Wäre es denkbar, dass der Konvent unserem staatlichen Symbol "Nationalfeiertag" Verfassungsrang und dabei gleichzeitig eine inhaltliche Gestalt gibt? Das Verfassungsgesetz vom 26. Oktober 1955 über die immerwährende Neutralität wird den Sprung in den Korpus der Verfassung ja kaum schaffen. Wie wäre es mit einem Sätzchen etwa folgender Art? "Der Nationalfeiertag dient der Besinnung auf die Identität und Eigenständigkeit Österreichs als Teil eines größeren Europa und auf seinen Willen, durch Zusammenarbeit insbesondere mit seinen Nachbarländern einen wertvollen Beitrag zum Frieden in der Welt zu leisten."

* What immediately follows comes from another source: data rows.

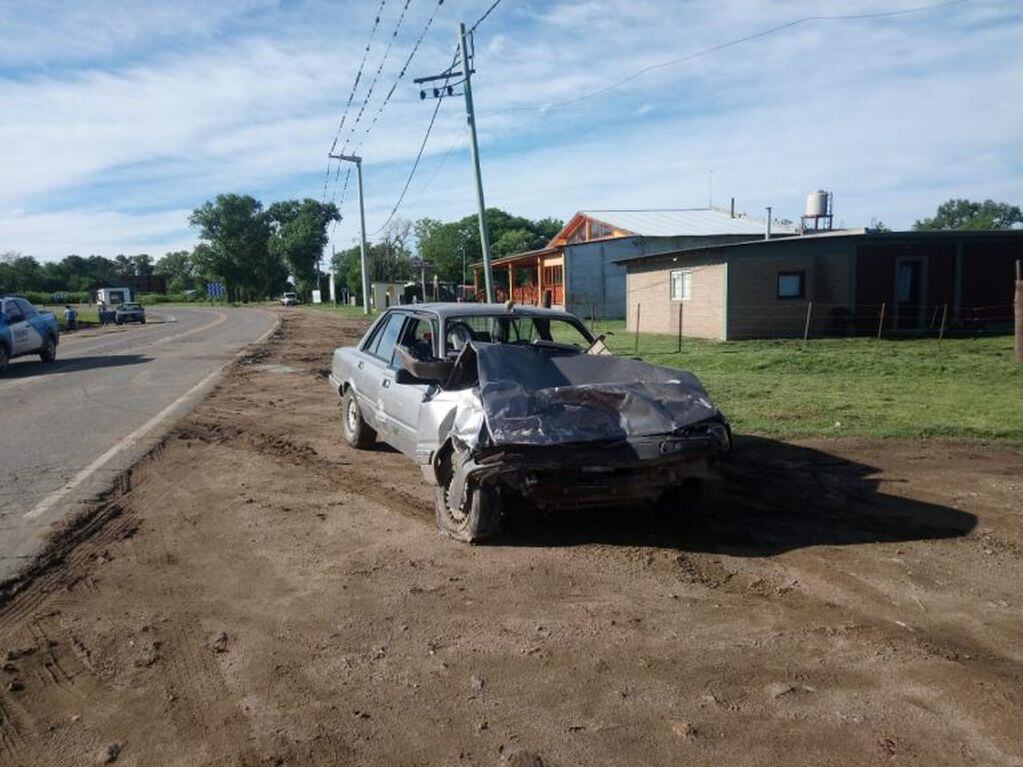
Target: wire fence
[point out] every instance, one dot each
(799, 320)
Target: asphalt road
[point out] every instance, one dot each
(70, 427)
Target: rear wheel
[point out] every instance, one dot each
(357, 433)
(473, 525)
(49, 351)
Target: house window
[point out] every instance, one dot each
(791, 284)
(681, 284)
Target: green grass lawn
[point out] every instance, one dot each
(957, 388)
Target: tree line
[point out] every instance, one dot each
(450, 247)
(259, 252)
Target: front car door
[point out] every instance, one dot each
(18, 327)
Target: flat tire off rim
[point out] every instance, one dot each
(353, 416)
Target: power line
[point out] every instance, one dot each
(482, 18)
(387, 99)
(423, 145)
(721, 46)
(401, 74)
(376, 75)
(362, 107)
(351, 95)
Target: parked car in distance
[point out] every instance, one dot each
(24, 329)
(130, 313)
(500, 404)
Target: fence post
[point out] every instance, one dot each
(637, 328)
(680, 305)
(1019, 310)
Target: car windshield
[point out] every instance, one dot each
(514, 329)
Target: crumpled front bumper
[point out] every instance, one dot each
(575, 476)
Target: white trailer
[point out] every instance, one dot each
(115, 296)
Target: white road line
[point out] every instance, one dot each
(127, 347)
(135, 437)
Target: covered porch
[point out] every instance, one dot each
(526, 276)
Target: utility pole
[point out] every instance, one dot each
(362, 228)
(464, 51)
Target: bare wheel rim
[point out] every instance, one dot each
(455, 514)
(352, 416)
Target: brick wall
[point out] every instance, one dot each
(703, 315)
(756, 312)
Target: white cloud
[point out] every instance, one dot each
(154, 108)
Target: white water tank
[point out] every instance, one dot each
(816, 204)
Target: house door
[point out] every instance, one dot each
(909, 294)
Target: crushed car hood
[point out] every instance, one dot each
(534, 397)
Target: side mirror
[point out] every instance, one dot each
(413, 370)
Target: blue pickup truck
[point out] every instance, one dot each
(24, 329)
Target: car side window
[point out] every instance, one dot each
(384, 346)
(11, 313)
(27, 309)
(419, 336)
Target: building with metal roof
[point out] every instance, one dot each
(851, 281)
(578, 269)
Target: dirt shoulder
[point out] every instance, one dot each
(261, 594)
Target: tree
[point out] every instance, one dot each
(236, 231)
(444, 243)
(965, 214)
(179, 268)
(299, 235)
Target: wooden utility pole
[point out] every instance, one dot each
(1019, 311)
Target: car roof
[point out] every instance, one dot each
(454, 309)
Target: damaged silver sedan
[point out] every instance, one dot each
(499, 405)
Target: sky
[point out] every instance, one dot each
(120, 118)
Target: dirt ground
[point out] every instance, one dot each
(258, 593)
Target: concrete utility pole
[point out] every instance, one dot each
(1019, 311)
(471, 117)
(362, 228)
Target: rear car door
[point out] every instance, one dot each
(405, 400)
(32, 324)
(374, 361)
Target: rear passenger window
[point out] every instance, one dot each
(383, 345)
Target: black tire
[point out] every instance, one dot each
(480, 522)
(49, 351)
(356, 432)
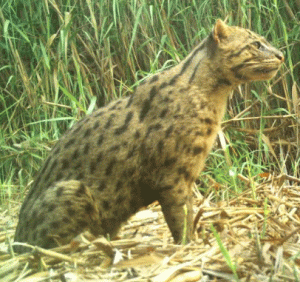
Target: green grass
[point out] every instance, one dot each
(62, 59)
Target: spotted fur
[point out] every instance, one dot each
(150, 146)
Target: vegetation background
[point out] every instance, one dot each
(62, 59)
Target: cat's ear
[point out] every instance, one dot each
(220, 31)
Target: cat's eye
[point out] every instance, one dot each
(257, 44)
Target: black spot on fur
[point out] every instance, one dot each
(81, 190)
(59, 191)
(153, 127)
(197, 150)
(169, 131)
(120, 199)
(131, 152)
(110, 167)
(163, 113)
(160, 146)
(101, 186)
(89, 208)
(124, 127)
(163, 85)
(170, 161)
(71, 211)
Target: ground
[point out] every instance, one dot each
(255, 238)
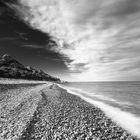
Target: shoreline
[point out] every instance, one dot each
(53, 113)
(112, 113)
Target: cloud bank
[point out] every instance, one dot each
(100, 40)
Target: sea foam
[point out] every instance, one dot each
(126, 120)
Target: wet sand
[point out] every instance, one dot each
(48, 112)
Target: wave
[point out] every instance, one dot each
(98, 96)
(126, 120)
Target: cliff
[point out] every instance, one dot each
(11, 68)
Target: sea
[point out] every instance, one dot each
(119, 100)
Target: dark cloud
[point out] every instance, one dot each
(123, 8)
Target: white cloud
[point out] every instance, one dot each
(100, 37)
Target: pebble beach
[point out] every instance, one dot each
(51, 113)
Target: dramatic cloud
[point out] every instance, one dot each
(98, 39)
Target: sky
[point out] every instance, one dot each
(77, 40)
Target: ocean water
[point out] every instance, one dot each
(119, 100)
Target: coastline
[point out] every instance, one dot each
(58, 114)
(120, 117)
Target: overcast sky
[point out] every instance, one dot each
(95, 39)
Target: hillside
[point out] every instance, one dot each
(11, 68)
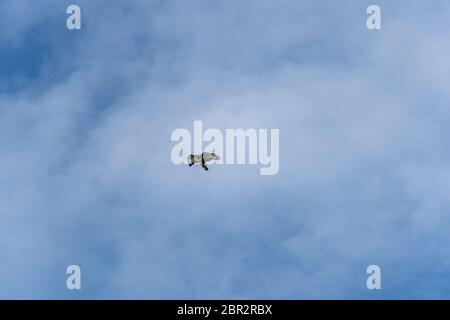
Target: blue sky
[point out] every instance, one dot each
(86, 176)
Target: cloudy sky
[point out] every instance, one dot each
(86, 175)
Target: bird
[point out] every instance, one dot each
(202, 158)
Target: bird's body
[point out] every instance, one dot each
(202, 159)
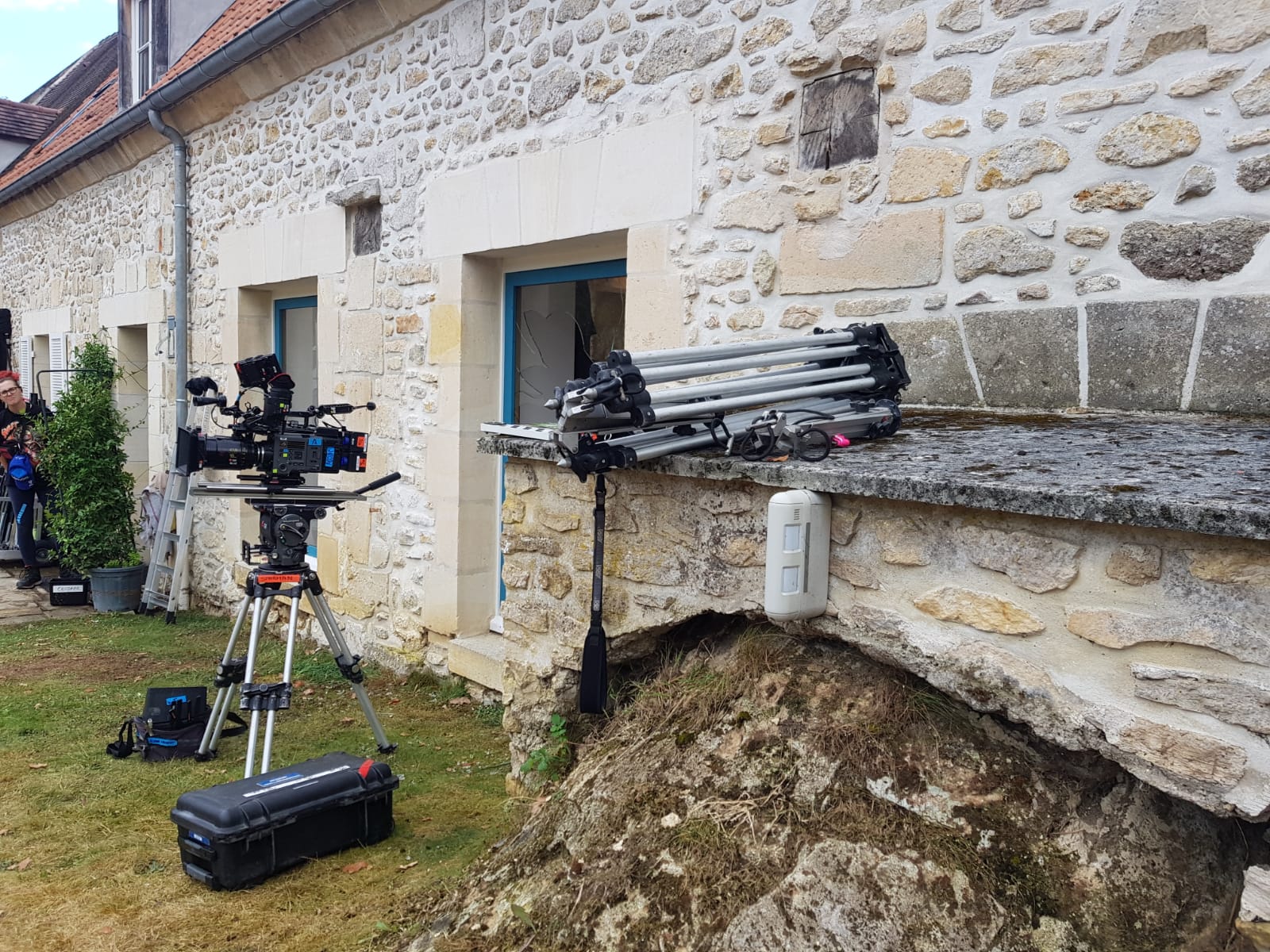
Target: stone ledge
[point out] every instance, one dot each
(1191, 474)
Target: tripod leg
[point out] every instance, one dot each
(253, 643)
(225, 695)
(267, 750)
(344, 659)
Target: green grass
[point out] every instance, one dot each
(98, 854)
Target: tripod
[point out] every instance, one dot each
(283, 541)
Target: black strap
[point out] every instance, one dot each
(121, 748)
(594, 685)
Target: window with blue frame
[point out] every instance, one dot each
(556, 321)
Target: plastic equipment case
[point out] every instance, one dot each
(239, 835)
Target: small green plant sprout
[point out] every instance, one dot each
(552, 758)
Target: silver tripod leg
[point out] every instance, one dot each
(343, 657)
(225, 696)
(267, 750)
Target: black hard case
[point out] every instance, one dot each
(239, 835)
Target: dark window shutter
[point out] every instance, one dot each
(840, 121)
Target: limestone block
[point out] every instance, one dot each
(1206, 80)
(1086, 235)
(1134, 565)
(1183, 753)
(1115, 196)
(960, 17)
(908, 37)
(996, 249)
(1060, 22)
(899, 251)
(1254, 175)
(1193, 251)
(1254, 98)
(1022, 203)
(948, 86)
(987, 44)
(1034, 562)
(757, 209)
(1048, 65)
(937, 362)
(683, 48)
(1138, 353)
(1086, 101)
(765, 35)
(1018, 162)
(1151, 139)
(800, 317)
(948, 127)
(918, 175)
(870, 306)
(1026, 357)
(979, 609)
(1231, 568)
(1114, 628)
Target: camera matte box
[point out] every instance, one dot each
(238, 835)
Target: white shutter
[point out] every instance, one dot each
(56, 362)
(25, 366)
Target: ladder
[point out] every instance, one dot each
(171, 555)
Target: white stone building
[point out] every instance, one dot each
(438, 207)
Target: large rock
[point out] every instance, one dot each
(996, 249)
(901, 251)
(1026, 357)
(948, 86)
(1138, 353)
(1114, 196)
(1048, 65)
(979, 609)
(1193, 251)
(1231, 374)
(1018, 162)
(1034, 562)
(918, 175)
(683, 48)
(1151, 139)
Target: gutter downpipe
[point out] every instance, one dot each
(181, 235)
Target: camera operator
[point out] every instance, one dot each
(25, 482)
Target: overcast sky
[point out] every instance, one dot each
(40, 37)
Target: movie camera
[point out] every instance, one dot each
(283, 443)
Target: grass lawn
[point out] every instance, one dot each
(88, 854)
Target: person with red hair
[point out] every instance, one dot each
(25, 480)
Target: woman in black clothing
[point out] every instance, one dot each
(18, 429)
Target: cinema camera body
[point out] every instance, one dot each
(283, 444)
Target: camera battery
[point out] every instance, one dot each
(238, 835)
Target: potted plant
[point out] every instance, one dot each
(94, 516)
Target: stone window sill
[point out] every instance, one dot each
(1191, 474)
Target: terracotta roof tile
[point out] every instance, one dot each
(25, 121)
(93, 113)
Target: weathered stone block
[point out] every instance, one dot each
(918, 175)
(1151, 139)
(899, 251)
(1048, 65)
(1134, 565)
(1194, 251)
(1026, 357)
(1140, 353)
(979, 609)
(996, 249)
(1034, 562)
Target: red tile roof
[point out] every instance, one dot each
(238, 19)
(92, 114)
(23, 121)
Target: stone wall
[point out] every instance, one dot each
(1146, 645)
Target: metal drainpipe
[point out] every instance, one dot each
(181, 232)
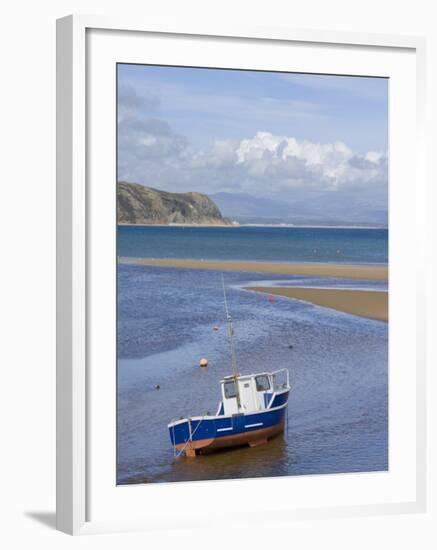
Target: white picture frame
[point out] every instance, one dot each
(74, 463)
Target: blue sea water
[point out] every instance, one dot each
(338, 410)
(278, 244)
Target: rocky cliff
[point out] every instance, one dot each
(137, 204)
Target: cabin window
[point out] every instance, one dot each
(230, 390)
(262, 383)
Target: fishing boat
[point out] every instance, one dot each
(252, 410)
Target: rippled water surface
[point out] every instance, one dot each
(337, 415)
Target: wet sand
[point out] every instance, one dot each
(369, 272)
(365, 303)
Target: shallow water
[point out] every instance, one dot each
(337, 415)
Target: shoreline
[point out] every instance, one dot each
(372, 272)
(371, 304)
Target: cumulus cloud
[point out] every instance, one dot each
(150, 152)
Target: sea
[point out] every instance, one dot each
(338, 363)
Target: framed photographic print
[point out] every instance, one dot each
(238, 321)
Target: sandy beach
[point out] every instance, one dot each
(365, 303)
(369, 272)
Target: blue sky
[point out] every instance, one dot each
(279, 135)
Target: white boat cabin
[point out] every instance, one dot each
(254, 392)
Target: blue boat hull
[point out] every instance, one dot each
(203, 434)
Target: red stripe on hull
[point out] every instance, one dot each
(252, 438)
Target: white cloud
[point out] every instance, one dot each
(263, 165)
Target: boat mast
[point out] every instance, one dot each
(231, 343)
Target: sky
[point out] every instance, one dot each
(283, 136)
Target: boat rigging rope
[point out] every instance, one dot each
(189, 440)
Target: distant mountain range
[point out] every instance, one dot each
(324, 209)
(137, 204)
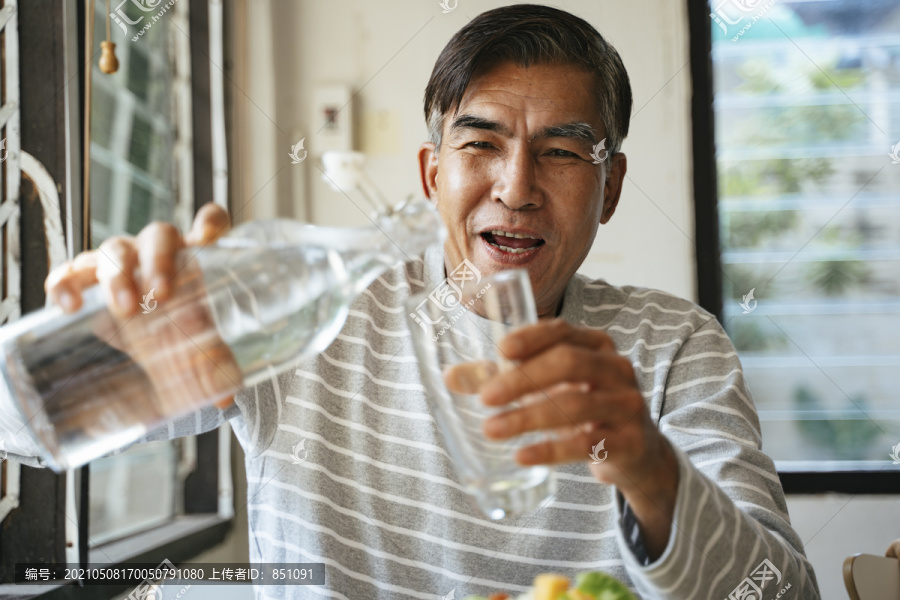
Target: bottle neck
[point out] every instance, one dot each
(395, 238)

Im Gegensatz zu den USA und deren Bundesstaaten sind staatliche Devisen in Europa nicht gebräuchlich. In der über tausendjährigen Geschichte Österreichs hat es viele Herrscher gegeben, und die meisten von ihnen haben ein persönliches Motto gewählt. Unter diesen Devisen sind nur ganz wenige, die auch nur annähernd in die moderne Zeit passen würden. Dazu zählen etwa der Wahlspruch von Kaiser Leopold I., "Consilio et industria" ("Durch Klugheit und Beharrlichkeit"), jener von Kaiser Franz I., "Iustitia regnorum fundamentum" ("Gerechtigkeit ist das Fundament der Königreiche", er schmückt noch heute das äußere Burgtor in Wien), vor allem aber das Motto Franz Joseph I., "Viribus unitis" ("Mit vereinten Kräften").

Während die Nationalitätenpolitik der Doppelmonarchie diesem Motto in keiner Weise entsprach, hätte diese Devise doch sehr gut auf die Politik des Kleinstaates Österreich ab 1919 gepasst. Leider trat das Gegenteil ein - fast so, als hätte die Nationalversammlung das Motto "Divide et impera" ("Teile und herrsche") zur Staatsdevise der Ersten Republik erklärt. Ganz anders die Situation in der Zweiten Republik: "Mit vereinten Kräften" schaffte das Land den Aufstieg zu einer der reichsten Nationen der Erde.

Der Autor, der übrigens alles andere als Legitimist ist, verlangt nicht und erwartet nicht, dass der Konvent unserem Land eine Staatsdevise gibt. Aber zurufen darf man dem Konvent allemal ein lautes "Mit vereinten Kräften!".

Peter Diem, geboren 1937 in Wien, Dr. jur., war u. a. Leiter der Abteilung Medienforschung im ORF. Zusammen mit Trautl Brandstaller setzte er sich in einer Bürgerinitiative für die Errichtung eines "Hauses der Geschichte Österreichs" ein. Mehrere Buchpublikationen, u. a. "Die Symbole Österreichs. Zeit und Geschichte in Zeichen".